Nothing as spooky as a crystal ball in the hands of a fortune teller, we have the ability to look into the future

Feeling just that extra bit stiff and sore this morning — my joints and muscles don’t really want to move around very much. We had our fourth Covid jab yesterday afternoon, the Moderna bi-valent one. I reckon our immune response to the immunological challenge is mobilising, from the lymph nodes draining the injection site, where re-circulating memory cells are stimulated by the re-appearance of the antigen they’re primed to recognise, and then spreading around the body, eliciting all kinds of lymphokines and immune sequelae as if there was a real pathogen to attack and immobilise. Go, lovely lymphocytes go! Do your stuff!

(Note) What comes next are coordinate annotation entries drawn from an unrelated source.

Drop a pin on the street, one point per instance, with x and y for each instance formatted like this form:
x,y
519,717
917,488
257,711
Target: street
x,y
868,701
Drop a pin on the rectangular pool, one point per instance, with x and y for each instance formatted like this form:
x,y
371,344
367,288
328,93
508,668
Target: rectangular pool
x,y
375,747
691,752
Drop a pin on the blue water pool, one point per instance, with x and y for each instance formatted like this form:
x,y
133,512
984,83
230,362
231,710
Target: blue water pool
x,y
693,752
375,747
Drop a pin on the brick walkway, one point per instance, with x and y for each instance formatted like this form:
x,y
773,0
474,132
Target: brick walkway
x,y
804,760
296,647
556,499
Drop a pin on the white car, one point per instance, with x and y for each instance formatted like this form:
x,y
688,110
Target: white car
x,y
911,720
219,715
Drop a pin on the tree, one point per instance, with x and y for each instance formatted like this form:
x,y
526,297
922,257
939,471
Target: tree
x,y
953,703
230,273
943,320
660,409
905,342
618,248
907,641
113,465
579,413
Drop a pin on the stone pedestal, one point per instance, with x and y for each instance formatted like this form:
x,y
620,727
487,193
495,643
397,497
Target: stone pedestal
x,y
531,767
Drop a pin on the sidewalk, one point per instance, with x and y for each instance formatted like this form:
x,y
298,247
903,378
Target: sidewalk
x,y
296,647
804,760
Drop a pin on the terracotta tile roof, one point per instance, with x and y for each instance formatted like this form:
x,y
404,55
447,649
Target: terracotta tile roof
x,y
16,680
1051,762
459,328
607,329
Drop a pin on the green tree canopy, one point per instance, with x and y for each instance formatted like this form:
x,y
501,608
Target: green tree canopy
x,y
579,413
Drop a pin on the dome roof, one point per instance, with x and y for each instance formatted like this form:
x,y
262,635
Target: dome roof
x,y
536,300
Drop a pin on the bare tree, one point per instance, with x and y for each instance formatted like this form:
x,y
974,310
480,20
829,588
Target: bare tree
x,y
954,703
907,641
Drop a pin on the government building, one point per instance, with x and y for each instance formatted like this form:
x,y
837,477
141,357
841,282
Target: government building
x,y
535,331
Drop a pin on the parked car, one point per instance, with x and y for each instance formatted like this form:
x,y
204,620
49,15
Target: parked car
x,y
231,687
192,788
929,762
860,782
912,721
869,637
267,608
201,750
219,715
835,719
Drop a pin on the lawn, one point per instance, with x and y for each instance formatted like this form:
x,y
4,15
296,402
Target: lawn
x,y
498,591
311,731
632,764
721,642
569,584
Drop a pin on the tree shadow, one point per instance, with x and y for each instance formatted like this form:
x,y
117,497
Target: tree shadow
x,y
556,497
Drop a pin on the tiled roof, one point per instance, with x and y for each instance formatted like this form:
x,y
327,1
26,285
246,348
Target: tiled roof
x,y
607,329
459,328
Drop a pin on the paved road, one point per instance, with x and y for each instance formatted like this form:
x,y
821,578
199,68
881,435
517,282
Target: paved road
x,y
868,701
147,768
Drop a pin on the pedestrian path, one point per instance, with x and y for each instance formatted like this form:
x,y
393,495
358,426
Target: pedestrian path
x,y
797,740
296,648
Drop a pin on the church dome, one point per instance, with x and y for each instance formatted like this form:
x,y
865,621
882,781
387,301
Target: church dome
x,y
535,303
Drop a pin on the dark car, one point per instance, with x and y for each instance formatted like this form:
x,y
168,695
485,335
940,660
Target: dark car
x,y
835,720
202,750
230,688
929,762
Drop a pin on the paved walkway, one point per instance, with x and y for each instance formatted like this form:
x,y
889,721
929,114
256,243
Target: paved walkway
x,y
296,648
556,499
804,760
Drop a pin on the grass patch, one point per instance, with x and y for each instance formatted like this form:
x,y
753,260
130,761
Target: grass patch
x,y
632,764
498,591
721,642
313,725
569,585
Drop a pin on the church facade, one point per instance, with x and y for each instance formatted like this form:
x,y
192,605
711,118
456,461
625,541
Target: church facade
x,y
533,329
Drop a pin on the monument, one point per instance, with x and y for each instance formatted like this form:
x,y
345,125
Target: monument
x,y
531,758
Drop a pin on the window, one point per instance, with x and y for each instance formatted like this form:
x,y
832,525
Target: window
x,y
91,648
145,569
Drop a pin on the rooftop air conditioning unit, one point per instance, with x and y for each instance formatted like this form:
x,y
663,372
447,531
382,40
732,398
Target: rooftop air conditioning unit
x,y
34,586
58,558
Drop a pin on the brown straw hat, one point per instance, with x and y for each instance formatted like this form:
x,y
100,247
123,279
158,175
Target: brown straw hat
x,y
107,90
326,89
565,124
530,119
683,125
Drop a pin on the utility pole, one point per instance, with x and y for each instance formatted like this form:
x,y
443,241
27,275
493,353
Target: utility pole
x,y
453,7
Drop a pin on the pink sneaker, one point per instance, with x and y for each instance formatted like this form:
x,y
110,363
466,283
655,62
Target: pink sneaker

So as achy and tetchy as I feel, I have this adult perspective, of course, that things will get better soon. We were reminded early yesterday evening of the absolutist perspective of early adolescence, where everything feels tumultuous, final and finished. Where often hope is replaced by despair as we grow into ourselves. Becoming adults gives us such a broader perspective, and then perhaps, as we enter the years of decrepitude (as we joke between ourselves about ageing challenges), we may lose that perspective again and become querulous, absolutist, post-mature adolescents again. And we might feel, fatalistically, that things are never going to be better.

If we can retrieve our adult capacity to look with sanguinity into the near future, and realise that in a day or so normal joint and muscle capacity will return, then we can replace that sense of despair with a presentiment of hope. And that’s enough of a joyful perspective for me to be getting on with, today.